桜便り その1〜ソメイヨシノ・エドヒガン・オオシマザクラ〜

2016.04.04 更新









 今日4月4日は二十四節気の清明(せいめい)です。「万物が清々しく明るく美しい」とされる頃です。森林植物園でも花々が咲き,柔らかな新緑が広がっています。特に雨に洗われた今朝の新緑は一層輝いていました。(写真1=リキュウバイ)

 本園のサクラもここ数日で開花が進みました。今日は見頃になったサクラの様子をお伝えします。

 サクラといえばこの種を指すぐらい,人々に親しまれ多くの場所に植栽されているのがソメイヨシノです。(写真2)河川敷や公園などのサクラはほとんどがこの種であり,本園でもサクラ園の中心を占めています。

 5弁の花はいわゆる桜色と呼ばれる淡いピンクで,満開になると白に近づきます。葉が展開する前につける花は密生して見応えがあります。これもこの種が好まれる要因の一つです。(写真3)

 この種は野生種であるエドヒガンとオオシマザクラの交配種で,江戸時代末期から明治時代初期に人工的な品種改良でつくられた園芸品種であるといわれています。ソメイヨシノ(染井吉野)の名前も江戸期に植木職人が多く住み,この種がつくられたとされる染井村に由来しています。

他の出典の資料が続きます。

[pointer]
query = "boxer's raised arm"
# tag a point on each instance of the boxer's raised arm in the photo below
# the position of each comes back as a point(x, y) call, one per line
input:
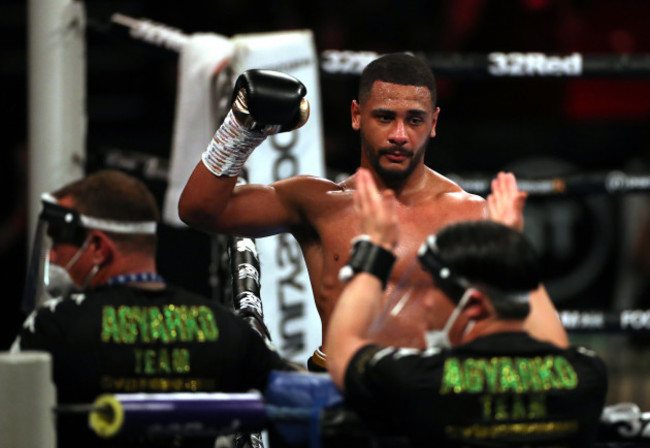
point(264, 103)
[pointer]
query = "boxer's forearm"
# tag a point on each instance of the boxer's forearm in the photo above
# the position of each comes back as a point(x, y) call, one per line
point(204, 198)
point(355, 311)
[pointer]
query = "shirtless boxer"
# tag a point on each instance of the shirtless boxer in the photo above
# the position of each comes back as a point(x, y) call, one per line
point(395, 115)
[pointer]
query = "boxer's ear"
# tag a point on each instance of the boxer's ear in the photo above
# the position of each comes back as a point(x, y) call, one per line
point(355, 112)
point(103, 248)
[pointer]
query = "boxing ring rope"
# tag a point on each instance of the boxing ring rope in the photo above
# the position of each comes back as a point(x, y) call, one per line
point(495, 64)
point(621, 423)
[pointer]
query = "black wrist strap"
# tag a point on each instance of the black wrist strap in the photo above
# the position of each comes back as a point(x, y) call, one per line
point(368, 257)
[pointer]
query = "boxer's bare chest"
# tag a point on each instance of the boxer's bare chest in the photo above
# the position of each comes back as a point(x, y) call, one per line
point(335, 223)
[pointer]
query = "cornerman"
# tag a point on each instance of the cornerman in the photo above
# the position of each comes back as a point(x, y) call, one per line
point(482, 380)
point(112, 324)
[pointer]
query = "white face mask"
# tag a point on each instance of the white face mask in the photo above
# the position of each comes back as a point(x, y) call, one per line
point(58, 281)
point(440, 338)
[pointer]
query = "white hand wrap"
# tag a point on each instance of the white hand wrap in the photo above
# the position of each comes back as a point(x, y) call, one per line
point(230, 147)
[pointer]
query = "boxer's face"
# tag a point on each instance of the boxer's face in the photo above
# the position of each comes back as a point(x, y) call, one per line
point(62, 252)
point(395, 123)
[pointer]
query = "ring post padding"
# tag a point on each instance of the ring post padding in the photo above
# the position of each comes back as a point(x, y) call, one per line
point(27, 397)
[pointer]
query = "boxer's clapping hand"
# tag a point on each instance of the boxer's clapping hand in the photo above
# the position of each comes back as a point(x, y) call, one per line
point(506, 202)
point(377, 211)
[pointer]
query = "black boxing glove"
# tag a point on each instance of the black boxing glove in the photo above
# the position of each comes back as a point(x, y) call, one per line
point(265, 102)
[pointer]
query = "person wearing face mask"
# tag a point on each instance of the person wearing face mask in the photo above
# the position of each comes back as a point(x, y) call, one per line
point(480, 381)
point(113, 324)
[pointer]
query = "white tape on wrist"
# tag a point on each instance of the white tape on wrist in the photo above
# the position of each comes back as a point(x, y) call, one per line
point(230, 147)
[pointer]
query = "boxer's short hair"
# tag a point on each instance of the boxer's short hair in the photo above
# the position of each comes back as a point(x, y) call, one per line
point(115, 196)
point(491, 254)
point(397, 68)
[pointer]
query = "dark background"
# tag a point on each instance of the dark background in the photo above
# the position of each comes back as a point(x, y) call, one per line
point(535, 126)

 ソメイヨシノの原種の一つであるエドヒガンもソメイヨシノに先駆けて満開となっています。(写真4)

 花はソメイヨシノ同様にたくさんつきますが,一つ一つの花はソメイヨシノより小ぶりです。(写真5)

 サクラの中では長寿の種として知られ,樹齢2000年を超えるといわれる神代桜(山梨)や1500年を超える淡墨桜(岐阜)そして兵庫県の樽見の大桜などはこのエドヒガンです。

 ソメイヨシノのもう一つの母種であるオオシマザクラは,まだ満開ではありませんが開花が進んでいます。(写真6)

 この種は葉と花が同時に展開します。(写真7)花は上記2種より白く,緑の葉によく映えてソメイヨシノとはまた違う美しさを持っています。花はボリュウムがあり,ソメイヨシノはその形質を受け継いでいるようです。(写真8)

 この葉は桜餅を包むのに利用されますが,生の葉にはその特有の香りはなく,塩漬けにすることで香りが生まれるようです。

 オオシマザクラの名前は伊豆大島に自生することに由来するとされています。

 本園では上記3種以外にも様々な種類のサクラをご覧いただけます。明日も引き続き違う種類のサクラを紹介させていただきます。